# finally, it clears the custom..



## crappielooker (Apr 5, 2004)

yeehaaw.. got my bivvy and my new net today.. only took them more than a couple months to get here from the UK.. and only to find out they took my spod..  maybe because it looks like a rocket..  
i'm gonna set it up tomorrow to see how it is..


----------



## TimJC (Apr 6, 2004)

You should come down to fish with Rod and I Saturday morning. Obviously the bivvy would be useless, but I'd like to see it in person.


----------



## crappielooker (Apr 5, 2004)

argh.. i don't see the groundsheet that supposed to be included either.. plus they got me the wrong net.. well, the net i got supposed to be a freebie, its black.. the one i supposed to have gotten is green.. and have finer mesh.. dang, i'm fuming.. i'm going to call them tomorrow and bitch.. 
i'm also gonna send them an email to find out whats up..


----------



## PAYARA (Apr 7, 2004)

Good news Ak,....are you happy with it?I bet you are?


----------



## crappielooker (Apr 5, 2004)

freauck no i'm not happy.. not until i get what i saw on the deal.. i won't be happy until they send my groundsheet, my green berkley net meshing, and my spod..


----------



## DaleM (Apr 5, 2004)

AK hang in there man, get what you paid for even if it takes another month. Call and raise heck buddy.


----------



## crappielooker (Apr 5, 2004)

i'm gonna raise some hell alright.. 
if i could only do a kung fu chop thru the phone..


----------



## PAYARA (Apr 7, 2004)

Ak, sorry man ,...I must have been posting at the same time 
as you,as I didn't see your second post.


----------



## BottomBouncer (Jan 20, 2005)

LMAO........at kung fu chop........that's hilarious


----------



## Miso_Ohio (Apr 6, 2004)

"And Crappielooker was Kung Fu Fightiiiiiiing"

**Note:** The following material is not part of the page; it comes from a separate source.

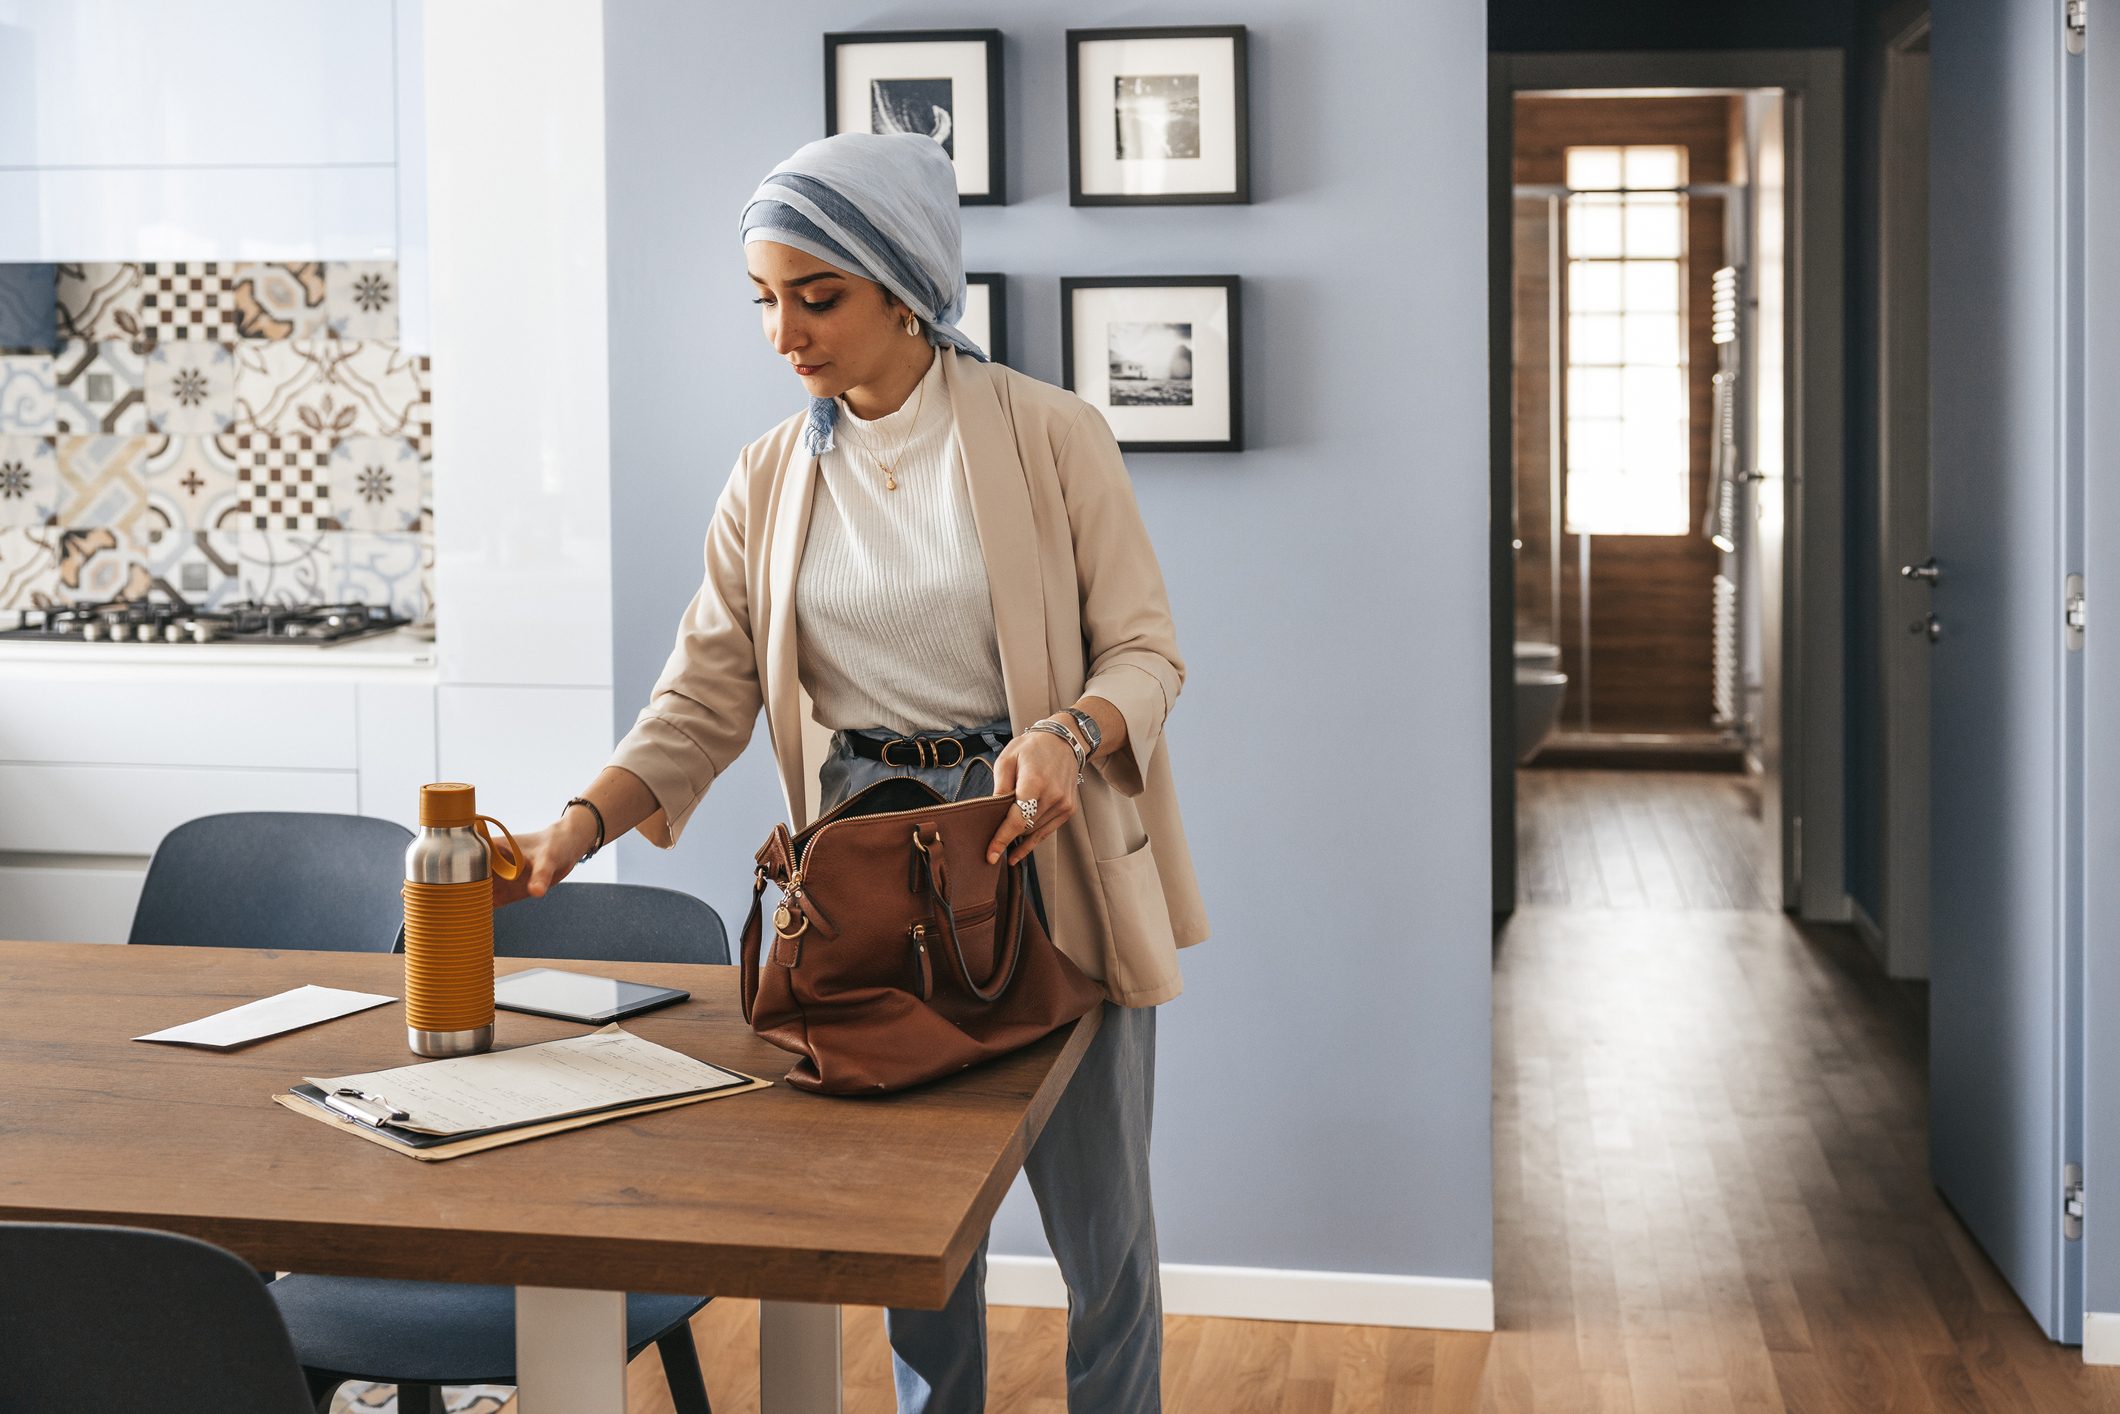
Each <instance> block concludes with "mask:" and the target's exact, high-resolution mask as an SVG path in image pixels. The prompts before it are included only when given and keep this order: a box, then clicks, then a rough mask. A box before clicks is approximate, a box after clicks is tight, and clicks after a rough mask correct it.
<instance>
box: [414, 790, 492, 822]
mask: <svg viewBox="0 0 2120 1414" xmlns="http://www.w3.org/2000/svg"><path fill="white" fill-rule="evenodd" d="M477 818H479V801H477V793H475V791H473V789H471V786H466V784H464V782H460V780H437V782H435V784H430V786H420V827H422V829H458V827H464V825H471V823H473V820H477Z"/></svg>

That is funny, good luck getting your stuff, dang customs probably thought the spod was a rocket or something and destroyed it. I mean you do fit the terrorist profile Ak, using carp fishing as a guise to check out top secret government facility's lke children's science musuems and sewage treatment plants.

At least you got the Brolly, yesterday was a good day for both of us I guess. You got your shipment from England and I got my new carping vehicle.

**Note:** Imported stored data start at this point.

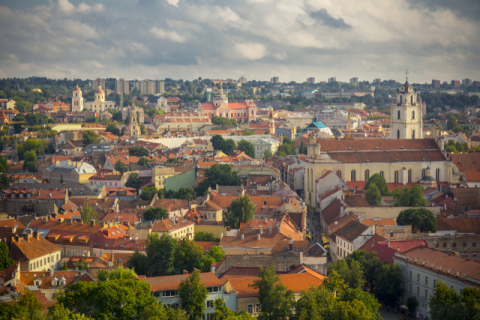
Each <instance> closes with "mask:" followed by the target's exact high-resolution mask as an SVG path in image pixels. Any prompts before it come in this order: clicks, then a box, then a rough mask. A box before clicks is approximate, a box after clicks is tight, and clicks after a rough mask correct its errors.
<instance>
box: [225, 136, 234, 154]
mask: <svg viewBox="0 0 480 320" xmlns="http://www.w3.org/2000/svg"><path fill="white" fill-rule="evenodd" d="M222 151H223V153H225V154H226V155H228V156H229V155H231V154H232V153H233V152H234V151H235V142H234V141H233V140H232V139H228V140H225V141H224V142H223V145H222Z"/></svg>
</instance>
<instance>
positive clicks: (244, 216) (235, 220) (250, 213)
mask: <svg viewBox="0 0 480 320" xmlns="http://www.w3.org/2000/svg"><path fill="white" fill-rule="evenodd" d="M254 213H255V204H254V203H253V202H252V201H251V200H250V197H249V196H248V195H245V196H239V197H238V198H237V199H235V200H233V201H232V203H231V204H230V206H228V208H227V213H226V215H225V221H226V223H225V225H227V226H229V227H231V228H233V229H238V228H239V227H240V222H247V221H249V220H252V219H253V215H254Z"/></svg>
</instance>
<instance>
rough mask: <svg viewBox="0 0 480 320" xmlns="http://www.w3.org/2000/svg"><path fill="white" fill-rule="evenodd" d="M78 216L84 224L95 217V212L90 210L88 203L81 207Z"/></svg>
mask: <svg viewBox="0 0 480 320" xmlns="http://www.w3.org/2000/svg"><path fill="white" fill-rule="evenodd" d="M80 216H81V217H82V220H83V222H84V223H90V221H92V220H93V219H95V218H96V217H97V211H96V210H95V209H93V208H92V206H91V205H90V203H88V202H87V203H86V204H85V205H84V206H83V207H81V208H80Z"/></svg>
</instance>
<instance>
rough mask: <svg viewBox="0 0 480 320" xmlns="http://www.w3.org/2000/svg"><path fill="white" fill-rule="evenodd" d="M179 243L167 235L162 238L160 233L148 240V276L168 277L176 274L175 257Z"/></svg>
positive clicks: (147, 242)
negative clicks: (175, 272) (160, 235)
mask: <svg viewBox="0 0 480 320" xmlns="http://www.w3.org/2000/svg"><path fill="white" fill-rule="evenodd" d="M177 250H178V242H177V240H175V239H173V238H172V237H170V236H169V235H167V234H166V233H164V234H162V236H161V237H159V236H158V233H154V234H150V235H148V238H147V265H148V269H147V276H149V277H156V276H168V275H172V274H175V257H176V253H177Z"/></svg>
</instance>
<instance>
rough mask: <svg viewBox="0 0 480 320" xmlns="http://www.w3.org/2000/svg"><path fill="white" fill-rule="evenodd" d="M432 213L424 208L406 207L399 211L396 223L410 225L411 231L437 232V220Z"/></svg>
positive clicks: (399, 224) (431, 212)
mask: <svg viewBox="0 0 480 320" xmlns="http://www.w3.org/2000/svg"><path fill="white" fill-rule="evenodd" d="M436 221H437V220H436V218H435V216H434V215H433V213H432V212H431V211H430V210H428V209H425V208H417V209H407V210H403V211H401V212H400V214H399V215H398V218H397V224H398V225H401V226H408V225H411V226H412V231H414V232H415V231H417V230H420V231H421V232H437V222H436Z"/></svg>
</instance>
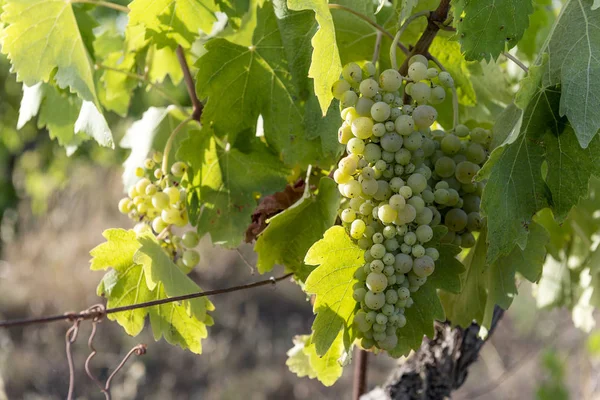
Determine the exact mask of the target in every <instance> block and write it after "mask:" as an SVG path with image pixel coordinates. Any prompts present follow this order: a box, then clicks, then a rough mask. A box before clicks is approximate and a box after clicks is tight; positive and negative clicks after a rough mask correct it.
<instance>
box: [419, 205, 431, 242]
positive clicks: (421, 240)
mask: <svg viewBox="0 0 600 400" xmlns="http://www.w3.org/2000/svg"><path fill="white" fill-rule="evenodd" d="M426 210H429V209H428V208H426ZM429 211H430V212H431V210H429ZM415 233H416V235H417V240H418V241H419V242H420V243H427V242H429V241H430V240H431V239H433V229H431V227H430V226H429V225H419V227H418V228H417V230H416V231H415Z"/></svg>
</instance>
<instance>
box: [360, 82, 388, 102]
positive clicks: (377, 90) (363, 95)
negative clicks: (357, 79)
mask: <svg viewBox="0 0 600 400" xmlns="http://www.w3.org/2000/svg"><path fill="white" fill-rule="evenodd" d="M359 90H360V93H362V95H363V96H366V97H369V98H372V97H374V96H375V95H376V94H377V92H378V91H379V85H378V84H377V81H376V80H375V79H371V78H369V79H365V80H364V81H362V82H361V83H360V86H359ZM386 105H387V104H386ZM388 107H389V106H388Z"/></svg>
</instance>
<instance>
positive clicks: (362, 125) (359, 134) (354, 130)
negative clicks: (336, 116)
mask: <svg viewBox="0 0 600 400" xmlns="http://www.w3.org/2000/svg"><path fill="white" fill-rule="evenodd" d="M352 133H353V134H354V136H356V137H357V138H359V139H368V138H370V137H371V136H372V135H373V120H372V119H371V118H368V117H359V118H356V119H355V120H354V121H352Z"/></svg>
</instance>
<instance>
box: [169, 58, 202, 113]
mask: <svg viewBox="0 0 600 400" xmlns="http://www.w3.org/2000/svg"><path fill="white" fill-rule="evenodd" d="M176 53H177V59H178V60H179V65H180V66H181V71H182V72H183V80H184V81H185V86H186V87H187V90H188V94H189V96H190V100H191V101H192V107H193V108H194V110H193V112H192V119H193V120H195V121H198V122H200V117H202V110H203V108H204V105H203V104H202V102H200V99H198V96H197V95H196V86H195V85H194V78H193V77H192V73H191V72H190V67H189V66H188V64H187V60H186V59H185V53H184V51H183V47H181V46H177V50H176Z"/></svg>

What kind of Brolly is it if you don't mind me asking?


----------



## cypry (Jun 14, 2004)

Sorry Ak , i had my friends in England have that other stuff sent to me  

Hope you don't mind.

by the way , the spod works great.


----------



## kmb411 (Feb 24, 2005)

Customs??? If ya an't buy it at Wally World, ya don't need it!!!

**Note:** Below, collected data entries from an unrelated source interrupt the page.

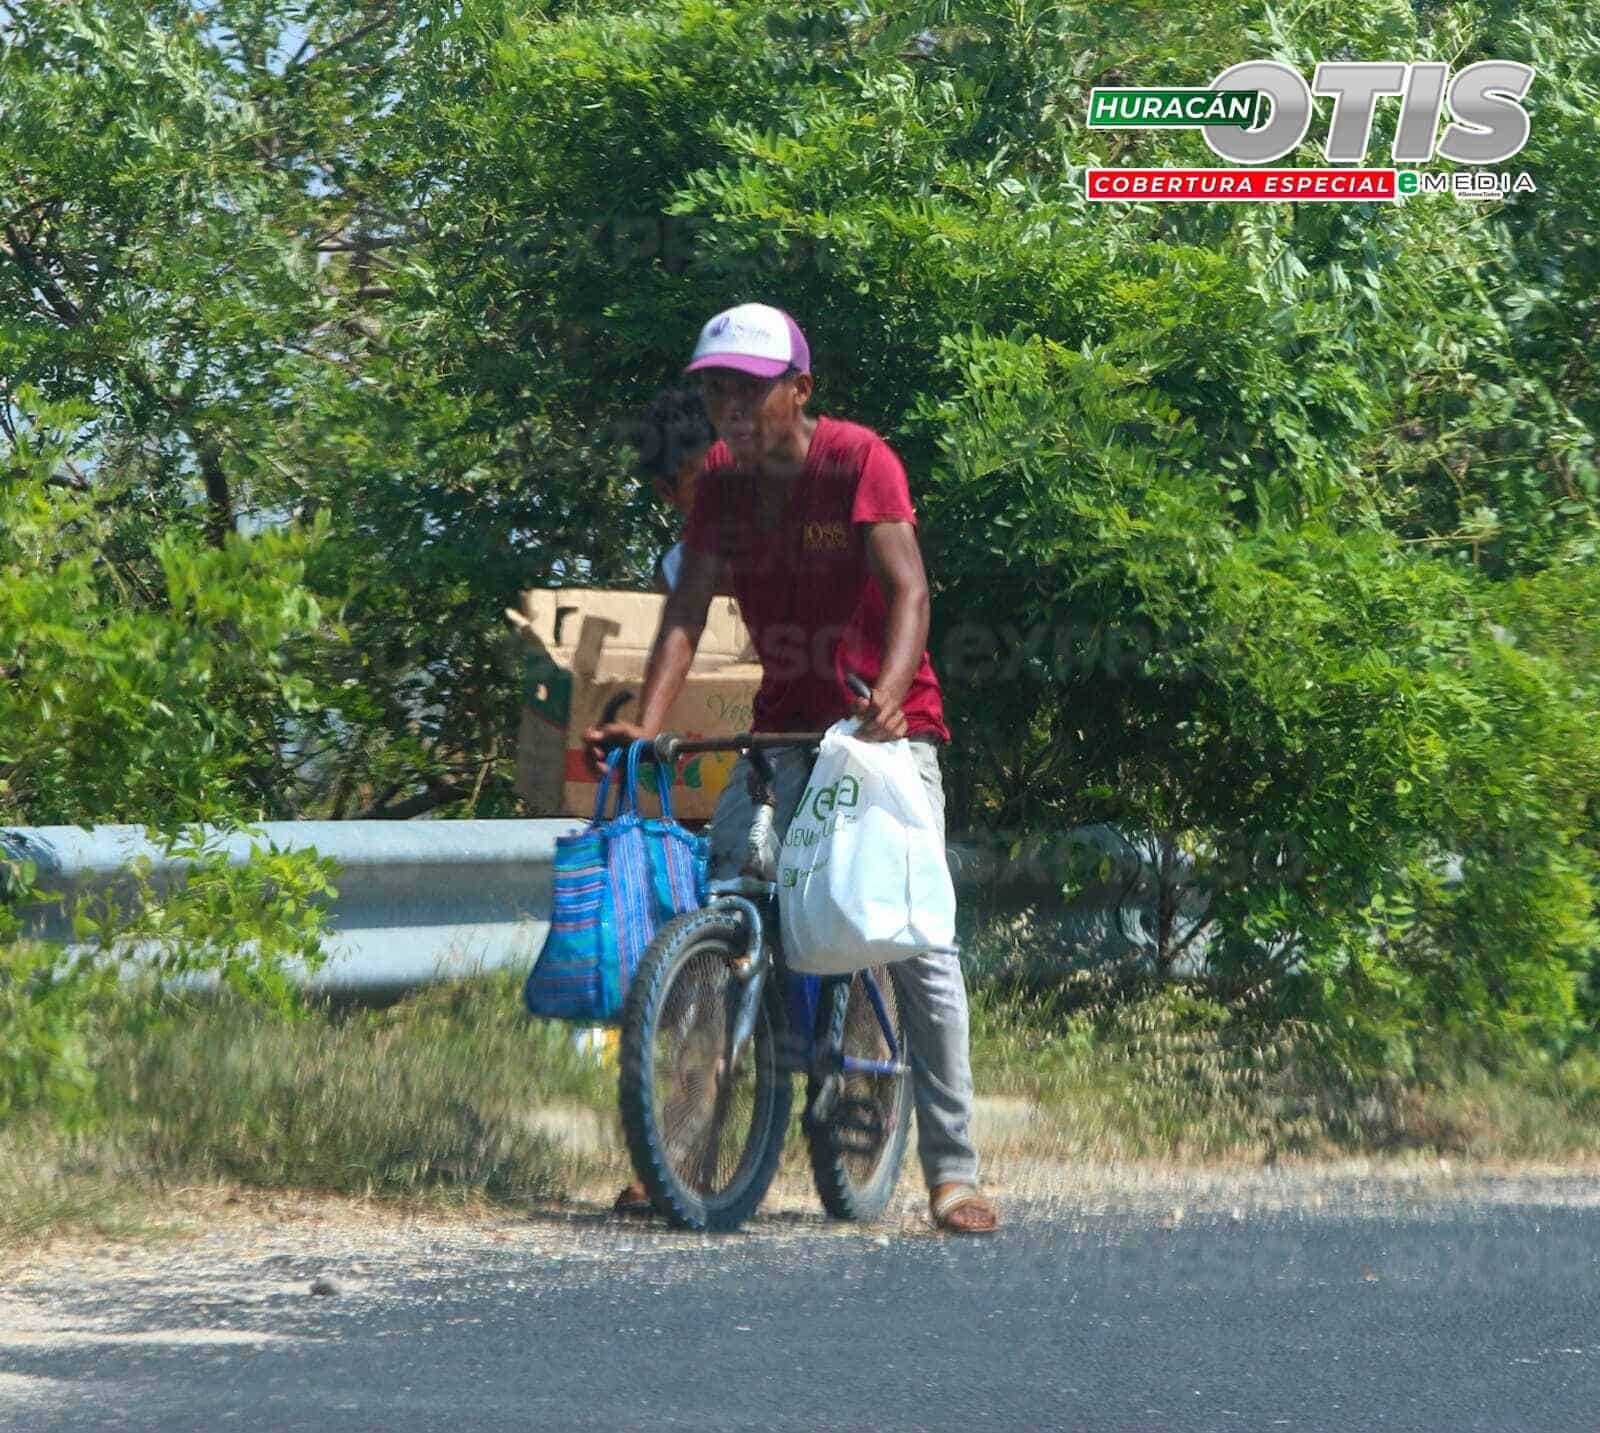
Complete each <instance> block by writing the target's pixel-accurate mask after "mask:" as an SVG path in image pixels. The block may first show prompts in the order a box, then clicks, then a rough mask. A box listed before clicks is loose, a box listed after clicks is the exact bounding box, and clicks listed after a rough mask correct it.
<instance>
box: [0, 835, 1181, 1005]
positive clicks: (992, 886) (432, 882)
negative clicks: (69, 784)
mask: <svg viewBox="0 0 1600 1433" xmlns="http://www.w3.org/2000/svg"><path fill="white" fill-rule="evenodd" d="M582 825H584V822H581V820H571V819H538V820H411V822H392V820H294V822H264V824H262V825H261V827H259V832H261V835H259V836H256V838H251V836H243V835H230V836H227V838H224V841H222V844H224V848H226V849H227V852H229V860H230V864H243V862H246V860H248V859H250V848H251V843H253V840H254V841H258V843H270V844H274V846H277V848H280V849H306V848H315V851H317V852H318V854H320V856H328V857H333V859H334V860H336V862H338V864H339V875H338V878H336V886H338V897H336V899H334V900H333V902H331V905H330V908H328V931H326V936H325V947H326V950H328V953H330V958H328V963H326V964H325V966H322V968H320V969H318V971H317V972H315V974H307V972H306V971H304V969H301V971H298V972H293V974H298V977H299V980H301V984H304V985H306V987H309V988H312V990H317V992H346V990H349V992H363V990H365V992H371V990H381V988H403V987H411V985H426V984H430V982H435V980H442V979H450V977H453V976H462V974H469V972H474V971H483V969H501V968H520V969H526V968H528V966H531V964H533V961H534V958H536V956H538V953H539V952H541V948H542V947H544V937H546V934H547V931H549V918H550V902H552V868H550V862H552V857H554V854H555V838H557V836H560V835H565V833H566V832H573V830H579V828H581V827H582ZM1066 840H1070V841H1075V843H1078V844H1085V846H1088V848H1090V849H1094V851H1099V852H1102V854H1106V856H1109V857H1114V859H1117V862H1118V868H1117V873H1115V875H1114V876H1112V878H1110V880H1107V881H1106V883H1104V884H1099V886H1094V888H1091V889H1088V891H1085V892H1083V894H1082V896H1080V897H1078V900H1075V902H1074V904H1072V905H1070V907H1066V908H1062V910H1061V913H1059V918H1058V920H1056V921H1054V929H1056V934H1058V937H1059V939H1061V940H1062V945H1064V947H1066V950H1064V953H1072V952H1075V953H1077V956H1078V958H1088V960H1096V958H1101V960H1104V958H1114V956H1126V955H1142V953H1146V952H1147V950H1149V948H1152V947H1154V939H1152V936H1150V929H1152V926H1150V915H1152V908H1154V884H1152V872H1154V868H1152V867H1150V864H1149V854H1147V852H1144V851H1142V849H1139V848H1138V846H1136V844H1134V843H1130V841H1128V840H1126V838H1123V836H1122V835H1120V833H1117V832H1115V830H1114V828H1110V827H1083V828H1080V830H1077V832H1070V833H1067V836H1066ZM0 854H3V856H6V857H10V859H14V860H30V862H34V865H35V867H37V872H38V876H37V886H38V889H40V892H46V894H48V896H50V897H64V899H50V900H48V904H38V905H30V907H27V910H26V912H24V929H26V931H27V934H30V936H34V937H37V939H43V940H54V942H59V944H62V945H66V947H69V948H74V947H75V944H77V942H75V940H74V932H72V923H70V915H69V908H70V904H72V899H74V897H78V896H96V894H101V892H106V891H115V889H118V888H128V886H130V881H128V868H130V865H131V862H133V860H136V859H138V857H146V859H149V862H150V872H149V880H150V884H152V888H154V889H155V891H157V892H160V891H163V889H166V888H170V886H171V884H173V883H174V881H179V880H181V878H182V870H184V862H182V860H170V859H165V857H163V856H162V851H160V848H158V846H155V844H152V843H150V841H147V840H146V836H144V828H142V827H138V825H101V827H75V825H46V827H5V828H0ZM947 854H949V862H950V873H952V876H954V880H955V883H957V886H958V888H966V889H973V888H987V889H992V891H994V889H1006V891H1029V889H1034V891H1037V892H1038V896H1040V897H1045V896H1048V894H1050V889H1051V884H1053V883H1051V880H1050V875H1048V868H1046V867H1045V865H1042V864H1038V862H1034V864H1029V862H1027V860H1022V862H1013V860H1010V859H1008V856H1006V854H1005V852H1003V851H1000V849H998V848H994V846H989V848H984V846H976V844H970V843H954V844H950V846H949V848H947ZM1186 910H1187V912H1189V913H1190V915H1194V913H1198V912H1195V908H1194V907H1192V905H1189V904H1187V902H1186ZM1197 947H1198V942H1197ZM1197 953H1198V950H1197ZM131 955H133V956H134V958H136V960H138V956H139V955H141V952H139V950H133V952H131ZM198 984H202V985H203V984H206V982H205V980H203V979H202V980H200V982H198Z"/></svg>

Just wear that crazy hat when you call them, it will scare the stuff right out of them.
BTW "Kung Fu Fighting"- YOU KILL ME


----------



## Reel Thing (Apr 5, 2004)

AK 
I've got a office over in the UK if I can help let me know I'll be going back over in April or May if there is anything I can do to help let me know
Geowol


----------



## crappielooker (Apr 5, 2004)

geowol.. maan.. thanks a bunch.. i'll let ya know for sure..  thanks again..
i tried to call them this AM and got hung up the first time.. second time i called, he tried to say he can't hear me over the lines.. but he had no problems answering my first questions.. which is "are u the owner of the store??" then i told him i called from the US.. and crap starts to happen..he kept sayin he couldnt hear me, but the first question was answer clear as a bell...
other than that, i took the bivvy out for her first night on the bank.. i'll have to say i'm well pleased with the purchase.. now if i can only get the rest of my stuff here, i'll be set..


----------



## crappielooker (Apr 5, 2004)

i'm glad to say things are looking better..
the guy agree that he messed up the order and are going to send me the right net meshing.. and promised me the groundsheet as well.. i lost the spod for sure now.. so greg, i know u got plenty of them.. sell me one..  
took a lot of emails and hang up phonecalls to get this far...


----------